L’Image de la femme nue/02

La bibliothèque libre.
Flammarion (p. 12-16).

II

Guillaume Bréhange.

— La Vénus impudique…, répéta Stéphane interdit. C’est bien elle n’est-ce pas ? Il la refaisait ? Il la rappelait à la vie ?

Le docteur Gassier, un homme d’une cinquantaine d’années, au regard fin et souvent narquois, qui aimait Stéphane d’une affection sincère, reprit :

— Écoute-moi, mon petit, et parlons sans détours. Je pense que tu es au courant de beaucoup de choses du passé et que, en particulier, ton imagination d’enfant et tes réflexions d’homme ont dû bien souvent évoquer le drame de jadis qui avait brisé le cœur de ta mère. Sur ce drame, au fond, je n’en sais guère plus que tu n’en peux savoir, c’est-à-dire pas grand’chose. Jamais ton père ne m’a fait la plus petite confidence à ce propos, et sur rien d’ailleurs, car il fut l’être le plus mystérieux et le plus renfermé.

« J’ignore donc ce que c’était que ce prince Wassilof qui s’est tué, et pourquoi il s’est tué, de même que j’ignore qui servit de modèle à la Vénus impudique.
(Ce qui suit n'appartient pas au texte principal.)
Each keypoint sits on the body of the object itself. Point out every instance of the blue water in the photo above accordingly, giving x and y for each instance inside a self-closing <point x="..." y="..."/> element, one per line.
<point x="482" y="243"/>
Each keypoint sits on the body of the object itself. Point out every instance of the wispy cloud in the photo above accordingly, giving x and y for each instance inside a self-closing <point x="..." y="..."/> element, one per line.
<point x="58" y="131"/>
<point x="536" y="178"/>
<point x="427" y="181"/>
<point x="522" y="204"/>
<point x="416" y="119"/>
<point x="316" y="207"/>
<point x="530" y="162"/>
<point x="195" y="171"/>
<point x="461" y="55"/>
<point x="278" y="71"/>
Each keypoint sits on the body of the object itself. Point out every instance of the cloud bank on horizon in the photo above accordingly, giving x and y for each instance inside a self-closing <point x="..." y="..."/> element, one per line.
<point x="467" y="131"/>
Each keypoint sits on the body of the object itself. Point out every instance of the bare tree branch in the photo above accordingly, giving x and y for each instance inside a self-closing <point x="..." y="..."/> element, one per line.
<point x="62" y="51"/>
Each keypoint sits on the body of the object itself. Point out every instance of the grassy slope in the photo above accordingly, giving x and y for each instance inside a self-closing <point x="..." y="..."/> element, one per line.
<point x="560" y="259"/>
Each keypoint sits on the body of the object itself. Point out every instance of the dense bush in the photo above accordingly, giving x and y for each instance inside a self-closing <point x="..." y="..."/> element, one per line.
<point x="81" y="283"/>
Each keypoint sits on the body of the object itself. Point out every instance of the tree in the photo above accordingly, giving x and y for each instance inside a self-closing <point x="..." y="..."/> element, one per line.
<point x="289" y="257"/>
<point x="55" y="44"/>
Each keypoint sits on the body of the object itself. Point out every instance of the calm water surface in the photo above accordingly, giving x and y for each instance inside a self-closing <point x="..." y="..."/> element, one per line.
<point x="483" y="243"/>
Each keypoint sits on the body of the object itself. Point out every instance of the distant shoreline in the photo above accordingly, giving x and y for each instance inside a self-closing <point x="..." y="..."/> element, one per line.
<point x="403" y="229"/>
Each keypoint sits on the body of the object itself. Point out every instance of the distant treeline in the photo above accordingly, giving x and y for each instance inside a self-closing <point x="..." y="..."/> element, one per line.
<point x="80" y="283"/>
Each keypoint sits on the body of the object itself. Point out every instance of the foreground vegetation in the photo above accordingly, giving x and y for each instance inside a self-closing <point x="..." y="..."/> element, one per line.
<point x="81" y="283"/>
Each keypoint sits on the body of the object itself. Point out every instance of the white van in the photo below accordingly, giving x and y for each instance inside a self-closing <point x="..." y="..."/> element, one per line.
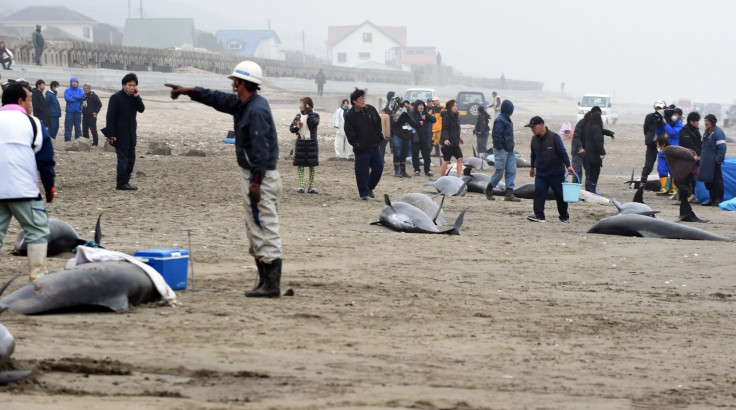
<point x="601" y="100"/>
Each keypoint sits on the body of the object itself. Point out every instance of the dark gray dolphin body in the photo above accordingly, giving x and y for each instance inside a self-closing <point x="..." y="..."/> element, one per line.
<point x="426" y="204"/>
<point x="113" y="284"/>
<point x="403" y="217"/>
<point x="648" y="227"/>
<point x="526" y="191"/>
<point x="62" y="238"/>
<point x="450" y="186"/>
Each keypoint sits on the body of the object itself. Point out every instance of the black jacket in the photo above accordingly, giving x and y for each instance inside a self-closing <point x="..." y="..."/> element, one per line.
<point x="363" y="128"/>
<point x="121" y="122"/>
<point x="690" y="138"/>
<point x="306" y="149"/>
<point x="594" y="144"/>
<point x="91" y="103"/>
<point x="40" y="110"/>
<point x="450" y="129"/>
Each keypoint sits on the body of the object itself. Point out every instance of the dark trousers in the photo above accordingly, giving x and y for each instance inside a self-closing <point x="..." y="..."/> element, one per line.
<point x="72" y="119"/>
<point x="368" y="170"/>
<point x="89" y="123"/>
<point x="126" y="161"/>
<point x="542" y="183"/>
<point x="715" y="188"/>
<point x="425" y="147"/>
<point x="53" y="126"/>
<point x="649" y="159"/>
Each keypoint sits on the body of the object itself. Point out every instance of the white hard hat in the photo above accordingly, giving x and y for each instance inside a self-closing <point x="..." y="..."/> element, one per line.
<point x="248" y="71"/>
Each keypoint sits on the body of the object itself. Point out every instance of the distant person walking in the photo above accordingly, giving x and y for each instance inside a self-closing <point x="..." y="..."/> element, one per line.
<point x="73" y="97"/>
<point x="121" y="128"/>
<point x="320" y="79"/>
<point x="38" y="44"/>
<point x="363" y="129"/>
<point x="504" y="159"/>
<point x="549" y="162"/>
<point x="306" y="149"/>
<point x="91" y="106"/>
<point x="52" y="102"/>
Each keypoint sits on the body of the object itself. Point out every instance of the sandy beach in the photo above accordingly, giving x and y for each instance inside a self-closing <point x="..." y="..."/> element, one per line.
<point x="509" y="314"/>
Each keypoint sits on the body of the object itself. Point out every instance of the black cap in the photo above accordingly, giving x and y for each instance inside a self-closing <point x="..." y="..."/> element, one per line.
<point x="536" y="120"/>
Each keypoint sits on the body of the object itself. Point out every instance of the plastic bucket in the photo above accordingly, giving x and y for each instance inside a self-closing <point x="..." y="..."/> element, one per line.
<point x="571" y="191"/>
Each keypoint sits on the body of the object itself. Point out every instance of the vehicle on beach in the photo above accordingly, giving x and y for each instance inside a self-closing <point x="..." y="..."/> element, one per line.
<point x="413" y="94"/>
<point x="608" y="116"/>
<point x="468" y="103"/>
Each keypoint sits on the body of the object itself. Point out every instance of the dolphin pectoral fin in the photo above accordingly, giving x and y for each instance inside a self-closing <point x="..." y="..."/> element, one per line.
<point x="639" y="195"/>
<point x="458" y="223"/>
<point x="116" y="303"/>
<point x="13" y="376"/>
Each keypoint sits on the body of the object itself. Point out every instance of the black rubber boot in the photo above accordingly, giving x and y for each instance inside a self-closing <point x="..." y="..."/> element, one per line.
<point x="261" y="275"/>
<point x="488" y="192"/>
<point x="510" y="196"/>
<point x="272" y="281"/>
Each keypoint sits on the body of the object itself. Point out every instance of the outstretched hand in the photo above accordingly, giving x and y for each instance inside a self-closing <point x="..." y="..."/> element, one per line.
<point x="177" y="90"/>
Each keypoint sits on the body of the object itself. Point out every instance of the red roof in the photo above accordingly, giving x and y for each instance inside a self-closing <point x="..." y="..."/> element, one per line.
<point x="337" y="33"/>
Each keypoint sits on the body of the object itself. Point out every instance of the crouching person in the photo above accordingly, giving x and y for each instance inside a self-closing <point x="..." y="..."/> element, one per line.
<point x="25" y="148"/>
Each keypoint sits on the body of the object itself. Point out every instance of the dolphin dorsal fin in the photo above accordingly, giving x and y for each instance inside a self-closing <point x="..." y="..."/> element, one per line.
<point x="639" y="195"/>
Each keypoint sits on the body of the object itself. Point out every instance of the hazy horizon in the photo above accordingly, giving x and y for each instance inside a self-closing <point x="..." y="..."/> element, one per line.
<point x="636" y="51"/>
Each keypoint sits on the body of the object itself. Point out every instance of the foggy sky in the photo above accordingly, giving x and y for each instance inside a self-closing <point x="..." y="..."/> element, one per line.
<point x="638" y="51"/>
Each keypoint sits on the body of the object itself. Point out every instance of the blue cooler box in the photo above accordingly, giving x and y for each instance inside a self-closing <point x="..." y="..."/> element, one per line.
<point x="172" y="264"/>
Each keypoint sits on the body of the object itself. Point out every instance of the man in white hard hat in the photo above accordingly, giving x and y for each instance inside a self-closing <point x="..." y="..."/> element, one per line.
<point x="257" y="150"/>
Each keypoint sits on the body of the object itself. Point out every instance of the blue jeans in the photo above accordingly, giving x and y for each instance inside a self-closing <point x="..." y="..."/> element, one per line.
<point x="368" y="170"/>
<point x="53" y="127"/>
<point x="504" y="161"/>
<point x="542" y="183"/>
<point x="402" y="149"/>
<point x="72" y="119"/>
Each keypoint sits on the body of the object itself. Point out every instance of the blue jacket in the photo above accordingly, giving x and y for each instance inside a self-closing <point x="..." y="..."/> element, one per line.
<point x="73" y="97"/>
<point x="53" y="104"/>
<point x="256" y="143"/>
<point x="673" y="131"/>
<point x="549" y="154"/>
<point x="503" y="128"/>
<point x="121" y="119"/>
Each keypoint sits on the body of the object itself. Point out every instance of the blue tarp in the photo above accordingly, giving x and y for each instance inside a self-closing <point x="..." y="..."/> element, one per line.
<point x="729" y="184"/>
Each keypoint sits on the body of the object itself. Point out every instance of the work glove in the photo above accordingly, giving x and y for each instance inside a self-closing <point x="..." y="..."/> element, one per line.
<point x="177" y="90"/>
<point x="50" y="193"/>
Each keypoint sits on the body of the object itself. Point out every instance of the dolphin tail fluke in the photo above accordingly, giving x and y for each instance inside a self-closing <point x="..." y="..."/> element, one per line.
<point x="458" y="223"/>
<point x="639" y="195"/>
<point x="5" y="286"/>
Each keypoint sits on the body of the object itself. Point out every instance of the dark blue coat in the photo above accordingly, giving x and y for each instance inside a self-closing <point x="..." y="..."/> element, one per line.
<point x="121" y="121"/>
<point x="256" y="142"/>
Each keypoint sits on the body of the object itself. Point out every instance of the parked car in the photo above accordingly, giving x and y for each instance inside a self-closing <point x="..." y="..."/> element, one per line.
<point x="730" y="116"/>
<point x="608" y="116"/>
<point x="413" y="94"/>
<point x="468" y="103"/>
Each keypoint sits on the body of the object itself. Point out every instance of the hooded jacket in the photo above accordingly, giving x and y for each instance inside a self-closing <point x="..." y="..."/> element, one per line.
<point x="73" y="96"/>
<point x="424" y="130"/>
<point x="503" y="128"/>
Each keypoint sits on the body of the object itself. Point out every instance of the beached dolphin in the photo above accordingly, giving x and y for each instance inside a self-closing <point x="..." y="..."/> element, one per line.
<point x="111" y="284"/>
<point x="62" y="238"/>
<point x="648" y="227"/>
<point x="404" y="217"/>
<point x="450" y="186"/>
<point x="427" y="205"/>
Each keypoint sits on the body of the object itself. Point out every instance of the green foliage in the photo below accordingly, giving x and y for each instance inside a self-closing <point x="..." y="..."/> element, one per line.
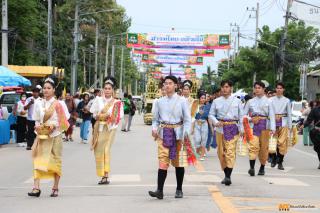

Comme tu le sais, Guillaume Bréhange travaillait dans la solitude, jaloux de l’œuvre qu’il créait et des regards qui pouvaient la contempler. Tout ce qu’on est en droit de supposer, c’est qu’à une époque de sa vie il a été inspiré par un amour violent, exclusif, tyrannique, torturant, qui s’est exprimé par une œuvre admirable, c’est qu’il est arrivé un moment où, affranchi plus ou moins de cet amour obsédant (fût-ce trahison ou lassitude ?) il a consenti à exposer cette œuvre — et que, en fin de compte — après la révélation triomphale de la Vénus, et après le vol dont elle fut l’objet, il y a eu chez lui affaissement, abolition de la faculté créatrice. Et voilà, tout à coup, après vingt ans d’oubli, voilà que cette femme surgit une seconde fois et que le miracle se renouvelle. Est-ce une inspiration spontanée, une réminiscence imprévue du passé et de la femme qui en était le symbole ? Ou bien… ou bien y a-t-il eu dans ces derniers mois, dans la dernière année de sa vie, une seconde femme, qui est venue, et qui a suscité une autre forme, pareille à la première ? En tout cas, le résultat est également néfaste. Jadis l’œuvre entraîne la défaillance de l’ouvrier ; aujourd’hui, son suicide. »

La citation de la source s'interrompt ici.